Consume data over SFTP with Flume

13 minute read

When many data scientists join the industry right after graduation, they’re often disillusioned because the nature of their new work doesn’t live upto their expectations. They quickly realize that data in the real world may be dirty, unreliable and may require an inordinate amount of engineering effort to ingest, clean, transform, store and maintain. This may be in stark contrast to the relatively pristine csv files that they may have taken for granted during their academic utopia; data that let them focus on algorithms and models instead of housekeeping.

Lisha Li illustrates this nicely:

Robert Chang describes his own similar experience in his excellent post series - A Beginner’s Guide to Data Engineering.

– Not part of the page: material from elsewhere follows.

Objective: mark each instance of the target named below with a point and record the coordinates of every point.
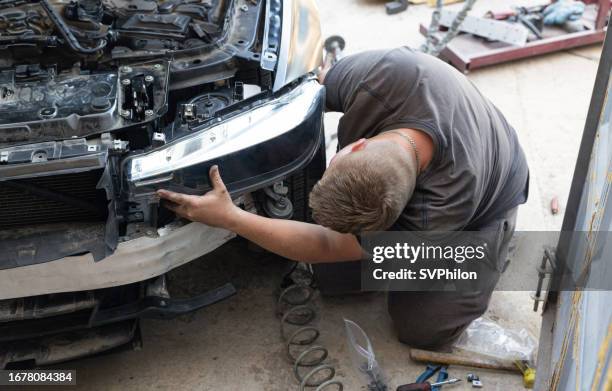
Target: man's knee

So, what does this have to do with Flume? As a data scientist in a startup or otherwise small team, you may, from time to time, need to do data engineering on your own to obtain data for your analyses. Flume often makes this process less painful, quicker, and even fun:bangbang:

Why Flume

Apache Flume was originally built for collecting and moving large amounts of log data. However, its plugin-based architecture quickly sparked a flurry of plugins that let you ingest data from a variety of sources, including Kafka, JMS, NetCat, HTTP and many others, and load this data into a variety of destinations, including HDFS, HTTP, Solr, local files, etc.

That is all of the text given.